Philip Glass: My reaction to the picture? I never really think of me as the picture, in fact it’s always just been an image, I don’t feel attached to it at all. Though other people might say, there’s Phil, but I never say that. I don’t think, when Monet was doing haystacks, the haystacks thought, hey I’m the haystack, it’s just another haystack [LAUGHS].I don’t think it was a portrait in the sense that when Rembrandt did a portrait or when Van Gogh did a portrait those portraits were partly to reveal some character of the person, the portraits were about the person. If these are portraits at all and I don’t think they are they’re not about revealing the portrait of the person they’re about revealing the artist.

Narrator: To hear Glass describe sitting for the photograph that Close used to make the painting, please tap the button to continue. 

Chuck Close made his inaugural series of works–eight large-scale, black and white paintings of faces—between 1968 and 1970. In this and other early “heads” (as the artist calls them), Close sets each frontally-depicted face against a neutral ground.

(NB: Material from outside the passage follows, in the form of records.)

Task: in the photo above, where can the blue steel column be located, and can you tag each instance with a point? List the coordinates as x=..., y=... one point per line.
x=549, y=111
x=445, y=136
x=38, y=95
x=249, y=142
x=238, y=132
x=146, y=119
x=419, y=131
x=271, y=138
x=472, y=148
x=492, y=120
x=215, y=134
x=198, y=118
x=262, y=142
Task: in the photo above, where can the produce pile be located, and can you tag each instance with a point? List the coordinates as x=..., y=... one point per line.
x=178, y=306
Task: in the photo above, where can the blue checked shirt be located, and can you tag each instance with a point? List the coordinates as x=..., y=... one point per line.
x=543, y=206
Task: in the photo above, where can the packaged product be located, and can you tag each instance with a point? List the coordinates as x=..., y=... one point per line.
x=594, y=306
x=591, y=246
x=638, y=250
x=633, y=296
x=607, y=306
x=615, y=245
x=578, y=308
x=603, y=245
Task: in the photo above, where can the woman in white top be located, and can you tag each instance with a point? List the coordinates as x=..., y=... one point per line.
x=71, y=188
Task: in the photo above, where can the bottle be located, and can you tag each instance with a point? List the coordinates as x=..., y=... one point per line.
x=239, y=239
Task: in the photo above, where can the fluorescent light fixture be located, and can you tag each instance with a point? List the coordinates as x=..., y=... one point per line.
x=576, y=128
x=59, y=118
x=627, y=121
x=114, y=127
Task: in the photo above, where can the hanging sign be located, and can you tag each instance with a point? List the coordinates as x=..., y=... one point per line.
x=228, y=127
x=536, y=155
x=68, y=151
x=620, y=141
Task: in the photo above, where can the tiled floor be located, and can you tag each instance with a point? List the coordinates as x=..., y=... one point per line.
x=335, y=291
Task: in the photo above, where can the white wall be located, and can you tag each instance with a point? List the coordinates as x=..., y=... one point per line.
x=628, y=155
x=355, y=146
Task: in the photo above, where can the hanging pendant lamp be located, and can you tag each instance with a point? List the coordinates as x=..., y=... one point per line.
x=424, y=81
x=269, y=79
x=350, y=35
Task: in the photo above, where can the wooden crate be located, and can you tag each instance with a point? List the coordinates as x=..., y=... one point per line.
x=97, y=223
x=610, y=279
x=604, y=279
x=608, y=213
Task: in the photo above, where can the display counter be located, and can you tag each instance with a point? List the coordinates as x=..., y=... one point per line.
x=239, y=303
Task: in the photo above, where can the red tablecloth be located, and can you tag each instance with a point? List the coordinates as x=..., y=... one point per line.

Phil is a portrait of Close’s long-time friend, composer Philip Glass. Despite his intimate relationship with the subject of the painting, Close created this work in a calculated, systematic manner. The artist took an 8 × 10-inch photograph of the sitter, overlaid it with a penciled grid, and then painted a vastly enlarged blowup of each square onto the canvas using airbrushes to create a photographic finish. As a result of this drastic enlargement, we see Glass at an uncomfortably close distance from which every mole, hair, and wrinkle is visible. With its cool, almost clinical detachment from its subject, the work functions more like a giant mug shot than a portrait.